Les lions sont un élément de base de l’héraldique. Une ancienne statue de bronze, représentant un lion ailé, est le symbole de Venise. Dans la même ville, un lion splendidement assoupi garde le monument du sculpteur Canova dans l’église de Santa Maria Gloriosa dei Frari.

Bref, la liste des lions dans l’art est sans fin. Au début de cette année, le sculpteur iranien Parviz Tanavoli a organisé à Téhéran une exposition présentant des centaines de lions dans l’art de son pays. Des sculptures au simple tableau lion, certains des objets exposés ont été créés il y a des milliers d’années.

L’homme-lion
Que signifient toutes ces représentations de lions ? Et quand sont-elles devenues si populaires ? Une exposition qui explore les croyances religieuses au British Museum répond à cette dernière question car elle révèle que les lions sont un élément essentiel de représentation visuelle depuis l’aube de l’expression artistique.

La preuve en est. Ici, il ne s’agit pas d’un simple tableau lion. C’est une sculpture en ivoire de 31 cm de haut, représentant une créature hybride avec un corps humain et une tête de lion, qui a été sculptée dans la défense d’un mammouth il y a 40 000 ans. Ses fragments ont été découverts dans une grotte du sud-ouest de l’Allemagne au cours du XXe siècle. Reconstitué avec soin, il est aujourd’hui connu sous le nom de « l’homme-lion ». C’est un véritable chef-d’œuvre.

L’homme-lion s’est probablement basé sur l’observation de lions des cavernes européens, qui, bien qu’aujourd’hui éteints, étaient abondants pendant la période glaciaire, où ils étaient les prédateurs supérieurs.

Le British Museum révèle que, depuis l’avènement de l’histoire écrite, les lions ont à nouveau joué un rôle majeur dans l’art antique.
Pour certains, le lion est l’un des motifs les plus importants de l’art ancien. Le fauve domine la mégafaune du Proche-Orient ancien, dans l’art comme dans la réalité, à partir de la fin du quatrième millénaire avant notre ère. Et dans l’art, il existe deux versions de la puissance léonine.

La première était répandue dans l’Égypte ancienne et à nouveau à l’époque hellénistique, comme l’illustre le digne lion de Knidos. À ces périodes, les sculpteurs représentent la majesté et la solennité du lion.
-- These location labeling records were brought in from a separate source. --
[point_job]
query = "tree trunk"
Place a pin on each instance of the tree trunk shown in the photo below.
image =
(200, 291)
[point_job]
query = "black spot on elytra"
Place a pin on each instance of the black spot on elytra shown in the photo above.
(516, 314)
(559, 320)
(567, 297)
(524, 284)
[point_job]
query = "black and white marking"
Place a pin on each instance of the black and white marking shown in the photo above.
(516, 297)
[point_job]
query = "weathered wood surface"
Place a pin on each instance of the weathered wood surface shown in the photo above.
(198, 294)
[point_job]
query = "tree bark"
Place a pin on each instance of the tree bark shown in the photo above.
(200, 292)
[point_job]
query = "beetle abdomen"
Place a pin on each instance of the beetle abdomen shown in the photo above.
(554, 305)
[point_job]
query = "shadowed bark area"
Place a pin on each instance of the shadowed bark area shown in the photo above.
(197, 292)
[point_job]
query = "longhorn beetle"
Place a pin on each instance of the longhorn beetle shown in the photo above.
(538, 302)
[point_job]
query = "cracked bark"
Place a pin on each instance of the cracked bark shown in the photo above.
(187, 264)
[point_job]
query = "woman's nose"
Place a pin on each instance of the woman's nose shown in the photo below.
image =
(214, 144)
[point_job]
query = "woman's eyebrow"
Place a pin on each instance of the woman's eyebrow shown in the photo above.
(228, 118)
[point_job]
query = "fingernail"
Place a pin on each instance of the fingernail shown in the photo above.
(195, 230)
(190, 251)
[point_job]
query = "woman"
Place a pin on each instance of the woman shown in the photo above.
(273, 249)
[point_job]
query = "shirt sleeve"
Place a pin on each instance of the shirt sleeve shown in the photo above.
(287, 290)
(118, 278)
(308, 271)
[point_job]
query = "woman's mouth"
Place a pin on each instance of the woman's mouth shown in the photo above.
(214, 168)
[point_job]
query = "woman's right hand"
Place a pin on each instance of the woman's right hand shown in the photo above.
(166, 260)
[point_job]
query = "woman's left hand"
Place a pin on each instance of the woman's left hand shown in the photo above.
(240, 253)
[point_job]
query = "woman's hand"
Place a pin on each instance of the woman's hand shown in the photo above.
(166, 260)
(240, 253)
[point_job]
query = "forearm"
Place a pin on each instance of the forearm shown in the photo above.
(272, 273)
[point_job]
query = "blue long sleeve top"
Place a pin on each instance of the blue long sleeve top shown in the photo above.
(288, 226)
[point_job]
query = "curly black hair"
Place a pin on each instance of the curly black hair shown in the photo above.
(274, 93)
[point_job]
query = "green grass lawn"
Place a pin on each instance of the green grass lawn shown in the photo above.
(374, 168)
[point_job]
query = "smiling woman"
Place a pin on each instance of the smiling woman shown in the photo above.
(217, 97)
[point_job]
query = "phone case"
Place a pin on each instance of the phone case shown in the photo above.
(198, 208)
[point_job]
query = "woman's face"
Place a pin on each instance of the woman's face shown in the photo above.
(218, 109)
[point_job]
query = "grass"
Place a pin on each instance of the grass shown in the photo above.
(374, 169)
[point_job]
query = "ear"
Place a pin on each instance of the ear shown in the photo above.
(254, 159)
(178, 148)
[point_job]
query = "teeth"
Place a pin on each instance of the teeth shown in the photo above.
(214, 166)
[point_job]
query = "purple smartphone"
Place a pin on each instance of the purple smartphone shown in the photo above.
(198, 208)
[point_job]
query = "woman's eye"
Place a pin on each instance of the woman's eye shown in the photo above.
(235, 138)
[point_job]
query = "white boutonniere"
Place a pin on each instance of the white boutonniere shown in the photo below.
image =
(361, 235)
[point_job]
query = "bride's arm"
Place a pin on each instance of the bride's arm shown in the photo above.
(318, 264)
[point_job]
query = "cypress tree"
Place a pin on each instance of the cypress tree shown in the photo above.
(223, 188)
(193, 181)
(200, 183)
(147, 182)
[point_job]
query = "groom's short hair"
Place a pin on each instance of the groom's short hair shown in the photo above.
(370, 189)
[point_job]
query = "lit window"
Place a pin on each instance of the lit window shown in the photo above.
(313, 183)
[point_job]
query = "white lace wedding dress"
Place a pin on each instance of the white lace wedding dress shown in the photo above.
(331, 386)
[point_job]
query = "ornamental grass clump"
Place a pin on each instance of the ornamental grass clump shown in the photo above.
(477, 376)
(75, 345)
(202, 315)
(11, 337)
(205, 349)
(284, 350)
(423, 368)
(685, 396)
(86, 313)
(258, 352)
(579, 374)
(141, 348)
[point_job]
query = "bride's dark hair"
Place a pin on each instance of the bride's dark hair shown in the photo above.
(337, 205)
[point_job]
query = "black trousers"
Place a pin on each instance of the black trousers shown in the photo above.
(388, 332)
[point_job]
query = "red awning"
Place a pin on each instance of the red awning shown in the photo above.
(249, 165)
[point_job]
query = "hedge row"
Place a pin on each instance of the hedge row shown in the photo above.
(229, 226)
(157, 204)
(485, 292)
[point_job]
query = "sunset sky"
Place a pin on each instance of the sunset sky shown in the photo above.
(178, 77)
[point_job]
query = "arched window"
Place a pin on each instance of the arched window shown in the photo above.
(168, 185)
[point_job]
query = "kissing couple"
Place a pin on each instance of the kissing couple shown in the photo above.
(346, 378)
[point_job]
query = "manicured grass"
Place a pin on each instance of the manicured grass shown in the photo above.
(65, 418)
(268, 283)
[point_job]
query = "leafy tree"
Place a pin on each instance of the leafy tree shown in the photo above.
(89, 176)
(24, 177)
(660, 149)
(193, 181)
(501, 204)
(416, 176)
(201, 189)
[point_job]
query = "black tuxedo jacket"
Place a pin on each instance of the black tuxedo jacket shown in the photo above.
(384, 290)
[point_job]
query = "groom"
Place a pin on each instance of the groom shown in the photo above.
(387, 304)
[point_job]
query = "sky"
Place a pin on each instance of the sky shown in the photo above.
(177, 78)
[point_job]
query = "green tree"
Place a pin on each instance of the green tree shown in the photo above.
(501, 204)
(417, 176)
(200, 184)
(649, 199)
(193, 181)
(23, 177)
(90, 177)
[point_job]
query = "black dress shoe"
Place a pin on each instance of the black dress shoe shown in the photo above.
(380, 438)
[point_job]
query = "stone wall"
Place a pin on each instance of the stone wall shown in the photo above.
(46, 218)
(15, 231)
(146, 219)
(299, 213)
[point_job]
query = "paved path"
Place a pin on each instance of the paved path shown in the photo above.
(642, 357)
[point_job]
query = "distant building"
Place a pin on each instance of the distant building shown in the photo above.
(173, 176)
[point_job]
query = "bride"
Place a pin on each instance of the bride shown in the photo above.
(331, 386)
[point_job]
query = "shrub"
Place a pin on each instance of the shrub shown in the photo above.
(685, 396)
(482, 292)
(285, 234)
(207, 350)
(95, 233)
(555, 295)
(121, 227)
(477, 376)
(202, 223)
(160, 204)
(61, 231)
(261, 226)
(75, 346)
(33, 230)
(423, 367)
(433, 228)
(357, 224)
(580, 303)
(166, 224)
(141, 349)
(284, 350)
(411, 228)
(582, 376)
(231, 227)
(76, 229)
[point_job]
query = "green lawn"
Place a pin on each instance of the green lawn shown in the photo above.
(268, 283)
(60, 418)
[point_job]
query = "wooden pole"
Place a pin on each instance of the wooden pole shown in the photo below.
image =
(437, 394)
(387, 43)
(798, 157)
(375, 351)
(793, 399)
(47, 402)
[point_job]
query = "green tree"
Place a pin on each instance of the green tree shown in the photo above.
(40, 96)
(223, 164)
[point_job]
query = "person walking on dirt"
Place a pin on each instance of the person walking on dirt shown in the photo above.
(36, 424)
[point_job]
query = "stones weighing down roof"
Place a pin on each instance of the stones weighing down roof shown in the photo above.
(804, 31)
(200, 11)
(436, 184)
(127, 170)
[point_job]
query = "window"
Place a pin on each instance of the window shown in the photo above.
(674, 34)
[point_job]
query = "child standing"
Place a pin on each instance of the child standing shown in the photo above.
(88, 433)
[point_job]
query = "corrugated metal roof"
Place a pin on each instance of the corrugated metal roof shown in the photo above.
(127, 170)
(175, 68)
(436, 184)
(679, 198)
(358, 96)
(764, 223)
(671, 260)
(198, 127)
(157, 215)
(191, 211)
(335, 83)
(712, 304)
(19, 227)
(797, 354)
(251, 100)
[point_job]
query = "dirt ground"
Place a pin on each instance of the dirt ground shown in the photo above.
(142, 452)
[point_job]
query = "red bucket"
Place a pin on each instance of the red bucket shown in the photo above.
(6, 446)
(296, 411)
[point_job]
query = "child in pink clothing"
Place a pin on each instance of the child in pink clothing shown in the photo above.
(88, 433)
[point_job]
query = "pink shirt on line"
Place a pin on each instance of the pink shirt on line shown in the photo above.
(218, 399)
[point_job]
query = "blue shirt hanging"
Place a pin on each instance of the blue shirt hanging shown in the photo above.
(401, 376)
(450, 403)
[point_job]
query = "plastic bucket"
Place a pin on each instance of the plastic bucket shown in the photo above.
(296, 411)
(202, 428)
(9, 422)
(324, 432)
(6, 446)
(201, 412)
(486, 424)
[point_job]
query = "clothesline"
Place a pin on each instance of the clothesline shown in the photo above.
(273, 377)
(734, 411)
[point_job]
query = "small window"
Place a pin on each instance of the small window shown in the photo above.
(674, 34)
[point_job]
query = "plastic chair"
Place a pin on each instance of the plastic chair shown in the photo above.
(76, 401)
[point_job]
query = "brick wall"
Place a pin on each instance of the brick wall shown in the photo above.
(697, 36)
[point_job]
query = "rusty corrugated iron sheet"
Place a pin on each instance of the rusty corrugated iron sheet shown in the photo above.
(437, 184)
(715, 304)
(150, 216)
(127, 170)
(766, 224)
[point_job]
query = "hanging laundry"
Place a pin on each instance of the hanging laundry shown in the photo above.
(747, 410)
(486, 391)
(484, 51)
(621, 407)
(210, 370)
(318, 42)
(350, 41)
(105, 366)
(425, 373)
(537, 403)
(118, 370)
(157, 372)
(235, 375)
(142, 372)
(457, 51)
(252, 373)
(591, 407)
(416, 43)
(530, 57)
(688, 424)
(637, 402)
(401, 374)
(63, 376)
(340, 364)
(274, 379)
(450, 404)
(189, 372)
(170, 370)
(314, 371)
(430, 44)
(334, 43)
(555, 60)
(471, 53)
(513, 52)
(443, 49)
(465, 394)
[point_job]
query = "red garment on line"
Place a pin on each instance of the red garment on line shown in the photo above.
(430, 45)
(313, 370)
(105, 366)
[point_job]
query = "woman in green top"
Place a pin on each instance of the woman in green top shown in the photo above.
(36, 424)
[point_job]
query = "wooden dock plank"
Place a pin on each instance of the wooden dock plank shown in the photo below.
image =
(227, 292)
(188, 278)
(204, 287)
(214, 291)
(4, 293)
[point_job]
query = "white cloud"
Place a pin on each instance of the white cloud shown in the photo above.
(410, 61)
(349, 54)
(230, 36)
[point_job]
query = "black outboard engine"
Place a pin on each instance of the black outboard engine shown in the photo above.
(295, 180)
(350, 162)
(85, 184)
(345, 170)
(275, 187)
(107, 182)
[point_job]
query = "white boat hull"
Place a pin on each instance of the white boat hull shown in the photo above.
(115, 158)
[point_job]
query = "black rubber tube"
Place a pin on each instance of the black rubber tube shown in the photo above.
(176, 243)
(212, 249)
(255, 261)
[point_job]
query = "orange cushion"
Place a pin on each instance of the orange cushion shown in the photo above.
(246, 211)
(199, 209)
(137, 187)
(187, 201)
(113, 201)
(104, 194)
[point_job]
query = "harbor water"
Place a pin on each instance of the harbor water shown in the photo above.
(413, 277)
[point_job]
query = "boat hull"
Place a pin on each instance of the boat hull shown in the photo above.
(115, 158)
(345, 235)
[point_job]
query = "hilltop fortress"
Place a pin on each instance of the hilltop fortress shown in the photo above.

Ils apparaissent posés, comme des chats à échelle réduite.

Entre le Nouvel Empire d’Égypte et l’époque du monde hellénistique, les lions apparaissent dans l’art antique sous une forme très différente. En particulier pendant la période assyrienne et l’empire perse, l’iconographie du lion change radicalement, et les artistes capturent la férocité et la sauvagerie de la bête. Ainsi, les lions sont représentés rugissant, grognant, la gueule ouverte.

Il existe un lion gardien colossal, pesant 15 tonnes, qui symbolisaient Ishtar, la déesse assyrienne de la guerre, et qui était autrefois devant l’entrée de son temple construit à Nimrud. C’est une vision terrifiante, avec une crinière et une fourrure épaisses, des pattes avant puissantes, et une expression de colère, capturée en plein rugissement. Il s’agit ici du lion fauve « féroce », une version complètement différente de la puissance léonine. Ce modèle « féroce » de « puissance léonine » s’est avéré populaire.